On parle, on échange…

Malgré les deux semaines de travail en amont du comité d’organisation, nous n’avions rien le premier soir : ni chaleur, ni avenir, ni suffisamment à manger. Mais nous avons su, dans un calme et une motivation surprenante, nous organiser : en allant chercher du bois pour faire un feu (qui s’est avéré bien plus tard avoir été illégal), en organisant des AG, en faisant de la musique et tant d’actions que je n’ai pas pu toutes les suivre. Nous savons tous que ce que nous faisons pourra servir aux autres. Alors on partage son repas, on prête pulls et duvet. Et on parle, on échange.

Le contraste entre l’ambiance de la place et le reste de Paris témoigne d’un fossé entre deux mondes : l’un individuel, l’autre collectif.
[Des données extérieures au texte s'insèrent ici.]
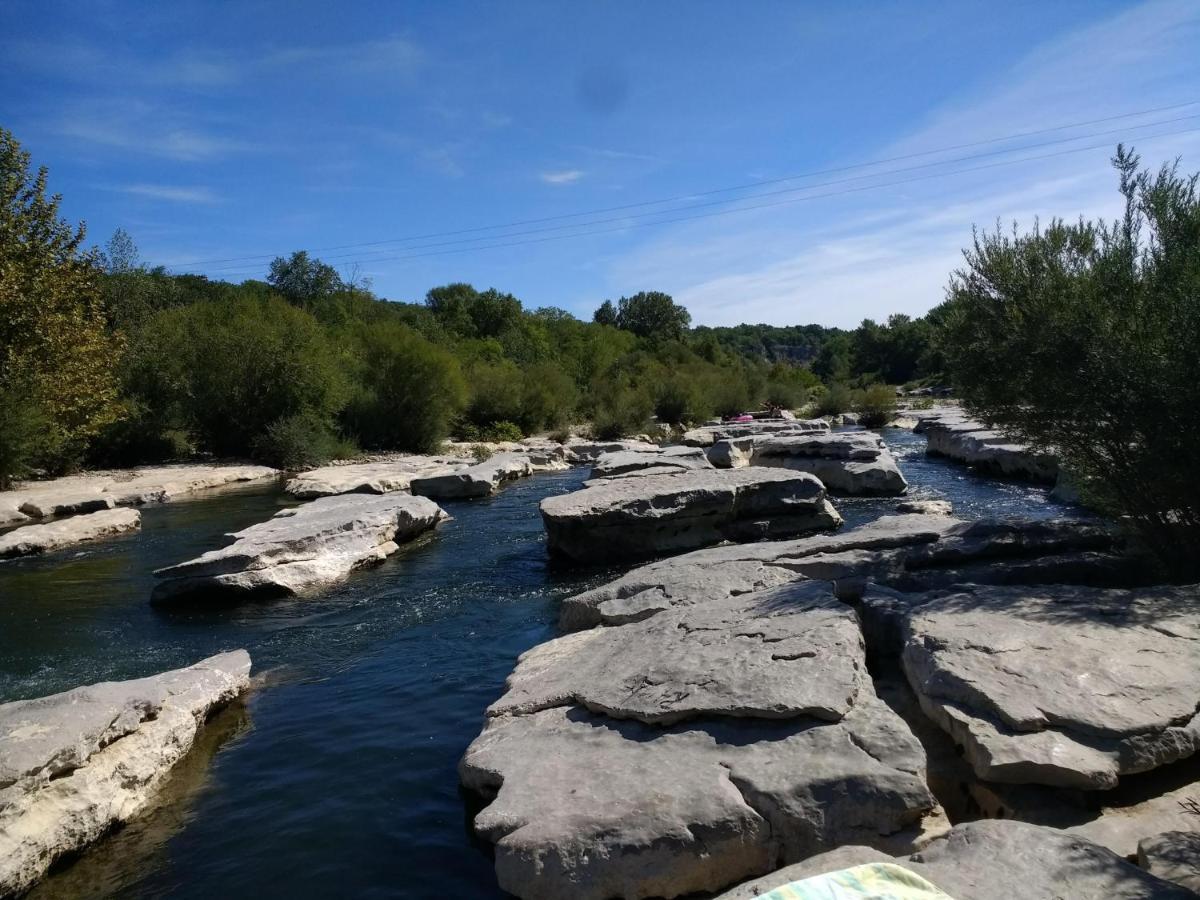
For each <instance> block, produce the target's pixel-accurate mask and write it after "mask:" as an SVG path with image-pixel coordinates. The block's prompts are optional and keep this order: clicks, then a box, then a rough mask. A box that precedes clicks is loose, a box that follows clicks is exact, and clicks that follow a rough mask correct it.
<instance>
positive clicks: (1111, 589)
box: [902, 586, 1200, 790]
mask: <svg viewBox="0 0 1200 900" xmlns="http://www.w3.org/2000/svg"><path fill="white" fill-rule="evenodd" d="M923 600H924V601H920V600H917V601H916V602H913V605H912V606H911V608H910V610H908V611H907V612H906V613H904V625H902V632H904V638H905V643H904V653H902V662H904V670H905V673H906V674H907V677H908V682H910V683H911V685H912V688H913V690H914V691H916V692H917V696H918V698H919V700H920V704H922V708H923V709H924V710H925V713H926V714H928V715H929V716H931V718H932V719H934V720H935V721H936V722H937V724H938V725H941V726H942V728H944V730H946V731H947V732H948V733H949V734H950V736H952V737H953V738H954V740H955V742H956V743H958V744H960V745H961V746H962V750H964V752H965V755H966V758H967V760H968V761H970V762H971V764H972V766H973V768H974V770H976V773H977V774H978V776H979V778H982V779H985V780H989V781H1000V782H1016V784H1024V782H1033V784H1044V785H1056V786H1063V787H1079V788H1088V790H1105V788H1111V787H1115V786H1116V784H1117V781H1118V778H1120V776H1122V775H1126V774H1133V773H1140V772H1147V770H1150V769H1153V768H1157V767H1159V766H1164V764H1168V763H1171V762H1175V761H1177V760H1182V758H1186V757H1188V756H1190V755H1192V754H1194V752H1195V751H1196V749H1198V748H1200V715H1198V712H1196V710H1198V707H1200V586H1188V587H1158V588H1139V589H1132V590H1126V589H1098V588H1088V587H1081V586H1042V587H998V586H991V587H986V586H972V587H970V588H964V589H962V590H960V592H954V593H948V594H944V595H940V596H932V598H924V599H923Z"/></svg>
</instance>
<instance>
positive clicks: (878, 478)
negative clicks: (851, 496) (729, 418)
mask: <svg viewBox="0 0 1200 900" xmlns="http://www.w3.org/2000/svg"><path fill="white" fill-rule="evenodd" d="M708 458H709V460H710V461H712V462H713V464H714V466H719V467H722V468H730V467H740V466H774V467H780V468H787V469H794V470H797V472H808V473H811V474H814V475H816V476H817V478H818V479H821V481H822V484H824V486H826V487H827V488H829V492H830V493H835V494H839V493H840V494H872V496H894V494H901V493H904V492H905V491H907V490H908V482H907V481H905V479H904V475H901V474H900V467H899V466H896V461H895V457H893V456H892V451H890V450H888V449H887V448H886V446H884V445H883V442H882V440H881V439H880V437H878V436H877V434H874V433H871V432H865V431H856V432H839V433H815V434H798V436H794V434H792V436H790V434H772V436H751V437H744V438H727V439H724V440H718V442H715V443H714V444H713V445H712V448H709V450H708Z"/></svg>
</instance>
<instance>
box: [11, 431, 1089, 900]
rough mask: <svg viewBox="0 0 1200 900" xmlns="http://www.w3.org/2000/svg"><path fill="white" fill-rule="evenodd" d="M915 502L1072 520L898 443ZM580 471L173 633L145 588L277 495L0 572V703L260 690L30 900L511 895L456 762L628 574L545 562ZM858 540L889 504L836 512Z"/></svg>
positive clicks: (965, 509)
mask: <svg viewBox="0 0 1200 900" xmlns="http://www.w3.org/2000/svg"><path fill="white" fill-rule="evenodd" d="M884 439H886V440H887V442H888V443H889V445H890V446H892V448H893V452H895V454H896V456H898V458H899V462H900V466H901V469H902V470H904V473H905V476H906V478H907V479H908V481H910V485H911V492H910V493H911V496H914V497H920V498H946V499H949V500H952V502H953V503H954V509H955V512H956V515H959V516H961V517H966V518H974V517H979V516H1013V515H1020V516H1037V517H1050V516H1062V515H1074V511H1073V510H1072V509H1070V508H1066V506H1062V505H1060V504H1057V503H1055V502H1052V500H1050V499H1049V498H1048V497H1046V491H1045V490H1043V488H1039V487H1031V486H1028V485H1019V484H1012V482H1002V481H991V480H984V479H979V478H976V476H973V475H971V474H968V473H967V472H966V470H965V469H962V468H961V467H959V466H955V464H953V463H949V462H946V461H941V460H935V458H929V457H926V456H925V454H924V448H925V442H924V438H920V437H918V436H913V434H911V433H908V432H904V431H894V430H889V431H888V432H886V434H884ZM586 476H587V469H586V468H578V469H574V470H571V472H565V473H556V474H546V475H536V476H534V478H532V479H527V480H524V481H518V482H516V484H514V485H511V486H509V487H506V488H504V490H503V491H502V492H500V493H499V494H497V496H496V497H494V498H492V499H488V500H475V502H463V503H446V504H444V506H445V509H446V510H448V511H449V512H450V514H451V515H452V516H454V520H452V521H450V522H448V523H445V524H444V526H442V527H440V528H439V529H438V530H437V534H436V535H428V536H426V538H425V539H422V540H420V541H418V542H416V544H415V545H412V546H409V547H406V548H403V550H402V551H401V552H400V553H397V554H396V556H394V557H392V558H391V559H389V560H388V562H386V563H384V564H383V565H382V566H379V568H376V569H372V570H368V571H364V572H360V574H358V575H355V576H354V577H353V578H352V580H350V581H349V582H348V583H347V584H346V586H343V587H341V588H338V589H336V590H331V592H329V593H325V594H323V595H320V596H319V598H311V599H306V600H289V601H271V602H265V604H252V605H246V606H240V607H234V608H222V610H220V611H212V612H206V613H204V612H196V611H191V612H187V613H169V612H164V611H162V610H157V608H151V607H150V605H149V604H148V598H149V595H150V588H151V587H152V583H154V578H152V576H151V572H152V570H154V569H156V568H158V566H163V565H168V564H170V563H176V562H180V560H184V559H188V558H191V557H193V556H196V554H198V553H200V552H203V551H204V550H208V548H211V547H217V546H222V545H223V544H224V542H226V539H224V538H223V535H224V534H226V533H227V532H233V530H236V529H239V528H244V527H246V526H248V524H252V523H253V522H259V521H262V520H264V518H266V517H268V516H269V515H271V514H272V512H274V511H275V510H277V509H280V508H281V506H283V505H290V503H292V502H290V500H289V499H288V498H286V497H284V496H283V494H281V493H280V491H278V487H277V486H272V487H266V488H264V487H258V488H253V490H241V491H235V492H224V493H221V494H218V496H216V497H214V498H210V499H197V500H190V502H181V503H175V504H168V505H163V506H149V508H145V509H144V510H143V528H142V533H140V534H136V535H131V536H126V538H121V539H116V540H112V541H107V542H103V544H96V545H95V546H92V547H89V548H86V550H82V551H65V552H61V553H55V554H50V556H48V557H44V558H41V559H34V560H18V562H10V563H0V701H6V700H16V698H23V697H35V696H42V695H46V694H50V692H54V691H59V690H65V689H67V688H72V686H76V685H79V684H86V683H91V682H97V680H104V679H112V678H131V677H138V676H144V674H150V673H154V672H160V671H163V670H167V668H174V667H179V666H185V665H190V664H191V662H194V661H197V660H199V659H202V658H204V656H208V655H211V654H214V653H217V652H220V650H226V649H232V648H235V647H245V648H246V649H248V650H250V654H251V656H252V658H253V660H254V672H256V680H257V683H258V684H259V686H258V689H257V690H254V691H253V692H252V694H251V695H250V697H248V700H247V702H246V703H245V704H244V706H239V707H236V708H234V709H229V710H227V712H226V713H223V714H221V715H218V716H217V718H216V719H215V720H214V721H212V722H211V724H210V726H209V728H208V730H206V732H205V737H204V739H203V742H202V745H200V746H199V749H198V751H197V752H194V754H192V755H191V757H190V758H188V761H187V762H186V763H185V764H184V766H182V767H180V769H179V770H178V774H176V776H175V778H174V779H173V781H172V787H170V791H172V802H170V803H168V804H166V805H164V806H163V808H162V809H160V810H157V811H155V812H152V814H150V815H149V816H144V817H143V818H140V820H139V821H138V822H137V823H136V824H134V826H131V827H130V828H127V829H125V830H124V832H121V833H119V834H118V835H115V836H114V838H112V839H109V840H107V841H104V842H102V844H100V845H97V847H96V848H95V850H94V851H92V852H89V853H86V854H84V856H83V858H82V859H80V860H79V862H77V863H76V864H74V865H71V866H67V868H65V869H64V870H62V871H61V872H59V874H56V875H54V876H52V877H50V878H48V880H47V881H46V882H43V883H42V886H41V887H40V888H38V889H36V890H35V892H34V893H32V894H31V896H34V898H40V899H44V898H82V896H89V898H92V896H94V898H103V896H121V898H149V896H168V895H169V896H172V898H205V899H208V898H212V896H221V898H254V896H281V895H286V896H299V898H307V896H354V898H373V896H379V898H384V896H389V898H391V896H403V898H445V896H457V898H488V896H492V898H498V896H503V894H502V893H500V892H499V890H498V888H497V887H496V881H494V876H493V874H492V864H491V860H490V859H488V857H487V856H486V851H485V848H482V847H481V846H479V845H478V842H475V841H474V840H473V838H472V836H470V830H469V812H468V810H467V805H466V804H464V800H463V797H462V796H461V794H460V792H458V787H457V776H456V774H455V766H456V763H457V761H458V757H460V756H461V755H462V751H463V750H464V749H466V748H467V744H469V743H470V740H472V739H473V738H474V737H475V734H476V733H478V732H479V728H480V725H481V722H482V714H484V709H485V707H486V706H487V704H488V703H491V702H492V701H493V700H494V698H496V697H497V696H499V694H500V691H502V688H503V684H504V678H505V676H506V674H508V673H509V671H510V670H511V668H512V664H514V660H515V658H516V656H517V654H520V653H521V652H522V650H524V649H527V648H529V647H532V646H533V644H535V643H539V642H541V641H544V640H546V638H548V637H551V636H552V635H553V634H554V625H553V623H554V618H556V612H557V602H558V600H559V599H560V598H563V596H566V595H569V594H572V593H576V592H578V590H581V589H583V588H586V587H589V586H590V584H594V583H599V582H600V581H604V580H605V578H606V577H611V576H612V575H613V574H614V570H607V571H604V570H590V571H586V572H578V571H564V570H562V569H559V568H557V566H552V565H550V564H548V563H547V559H546V551H545V544H544V538H542V529H541V521H540V518H539V516H538V502H539V500H540V499H541V498H542V497H546V496H548V494H553V493H560V492H565V491H571V490H575V488H576V487H577V486H578V485H580V482H581V481H583V479H584V478H586ZM835 505H838V508H839V509H840V510H841V512H842V515H844V516H845V517H846V521H847V526H853V524H859V523H862V522H865V521H870V520H871V518H875V517H877V516H880V515H882V514H886V512H888V511H890V510H892V509H893V508H894V505H895V500H889V499H852V500H836V502H835Z"/></svg>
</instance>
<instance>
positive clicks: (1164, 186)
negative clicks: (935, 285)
mask: <svg viewBox="0 0 1200 900" xmlns="http://www.w3.org/2000/svg"><path fill="white" fill-rule="evenodd" d="M1114 164H1115V167H1116V169H1117V172H1118V174H1120V184H1121V193H1122V194H1123V197H1124V204H1126V208H1124V216H1123V217H1122V218H1121V220H1120V221H1117V222H1112V223H1105V222H1097V223H1093V222H1078V223H1073V224H1067V223H1064V222H1061V221H1057V220H1056V221H1052V222H1051V223H1050V224H1049V226H1048V227H1046V228H1044V229H1043V228H1037V227H1036V228H1034V229H1033V230H1032V232H1030V233H1026V234H1020V233H1018V232H1016V229H1015V228H1014V230H1013V233H1012V234H1010V235H1008V234H1003V233H1001V232H998V230H997V232H996V233H989V234H977V235H976V240H974V244H973V247H972V248H971V250H968V251H967V253H966V265H965V268H964V269H961V270H959V271H958V272H955V274H954V276H953V277H952V281H950V288H949V295H948V301H947V305H946V307H944V308H943V310H942V311H941V314H942V316H943V317H944V320H946V323H947V324H946V337H944V344H943V348H944V352H946V354H947V360H948V362H949V366H950V373H952V376H953V379H954V383H955V386H956V389H958V390H959V391H960V394H961V396H962V397H964V400H965V401H966V403H967V406H968V407H970V408H971V409H973V410H974V412H976V413H977V414H978V415H980V416H983V418H984V419H985V420H988V421H989V422H991V424H992V425H995V426H997V427H1000V428H1001V430H1003V431H1006V432H1008V433H1010V434H1012V436H1013V437H1014V438H1016V439H1019V440H1025V442H1028V443H1030V444H1032V445H1034V446H1037V448H1051V449H1055V450H1056V451H1057V452H1058V455H1060V457H1061V460H1062V462H1063V463H1064V467H1066V468H1067V469H1068V470H1070V472H1072V473H1073V475H1075V478H1076V480H1078V482H1079V484H1082V485H1087V486H1088V490H1090V491H1092V490H1094V492H1096V496H1097V497H1099V498H1102V499H1103V500H1104V502H1105V504H1106V505H1108V506H1109V508H1111V509H1112V510H1115V511H1118V512H1122V514H1124V515H1127V516H1128V517H1129V520H1128V521H1130V522H1132V523H1133V524H1134V526H1135V527H1136V528H1138V529H1139V530H1140V532H1141V534H1142V536H1144V538H1145V542H1146V546H1147V547H1148V548H1151V550H1152V551H1153V552H1156V553H1157V554H1158V556H1159V558H1160V559H1162V560H1163V562H1164V563H1165V564H1166V565H1168V566H1169V568H1171V569H1175V570H1177V571H1178V572H1187V574H1194V572H1195V570H1196V569H1198V568H1200V557H1198V554H1196V547H1198V546H1200V480H1198V479H1196V476H1195V470H1196V467H1195V461H1196V451H1195V434H1196V433H1200V380H1198V379H1196V372H1198V371H1200V302H1198V301H1196V299H1198V298H1200V196H1198V191H1196V185H1198V176H1196V175H1192V176H1190V178H1184V176H1181V175H1180V174H1178V172H1177V169H1176V168H1174V167H1163V168H1162V169H1160V170H1159V172H1158V173H1156V174H1152V173H1150V172H1145V170H1140V162H1139V160H1138V157H1136V156H1135V155H1134V154H1132V152H1128V151H1126V150H1124V148H1118V149H1117V155H1116V157H1115V160H1114Z"/></svg>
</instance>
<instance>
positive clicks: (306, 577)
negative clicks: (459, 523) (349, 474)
mask: <svg viewBox="0 0 1200 900" xmlns="http://www.w3.org/2000/svg"><path fill="white" fill-rule="evenodd" d="M445 517H446V514H445V512H444V511H443V510H442V508H440V506H438V505H437V504H436V503H434V502H433V500H430V499H427V498H425V497H413V496H410V494H404V493H386V494H379V496H370V494H340V496H336V497H323V498H322V499H318V500H312V502H311V503H306V504H302V505H300V506H296V508H294V509H286V510H282V511H280V512H277V514H276V515H275V516H274V517H271V518H269V520H266V521H265V522H260V523H258V524H254V526H251V527H250V528H246V529H244V530H241V532H238V533H235V534H233V535H230V536H232V538H233V539H234V540H233V542H232V544H230V545H229V546H227V547H221V548H220V550H211V551H209V552H208V553H204V554H203V556H199V557H197V558H196V559H192V560H188V562H186V563H179V564H178V565H172V566H168V568H166V569H160V570H158V571H156V572H155V575H156V576H158V577H160V578H161V581H160V582H158V584H157V586H156V587H155V590H154V595H152V599H154V600H156V601H163V600H170V599H174V598H179V596H185V595H193V594H203V593H209V592H223V593H239V594H264V595H286V594H302V593H306V592H310V590H316V589H318V588H322V587H325V586H329V584H332V583H335V582H338V581H341V580H343V578H346V577H347V576H348V575H349V574H350V572H352V571H354V570H355V569H359V568H361V566H364V565H370V564H373V563H378V562H382V560H383V559H385V558H386V557H388V556H390V554H391V553H395V552H396V551H397V550H398V545H400V544H402V542H404V541H407V540H412V539H413V538H415V536H416V535H418V534H420V533H422V532H426V530H428V529H431V528H433V527H434V526H436V524H437V523H438V522H440V521H442V520H443V518H445Z"/></svg>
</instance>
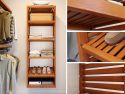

Et la frontière entre ces deux mondes qui peut-être un jour fusionneront est une rangée de CRS qui prend plaisir à nous déloger à 5h30 du matin. Hier, cette frontière est tombée : « CRS avec nous », CRS partis.

J’espère que ce mouvement va durer, que ce nom voté vendredi en AG à la quasi-unanimité sera à la hauteur du souvenir qu’il rappelle : La Commune. J’espère surtout ne pas me tromper et que mon euphorie n’est pas qu’illusion. Il dépend de l’engagement de chacun que ce mouvement progresse, s’étende et prospère

#NuitDebout. Nous sommes éveillés, réveillés, nous ne dormons plus. On se lève, et on marche. On n’est pas voués à l’échec.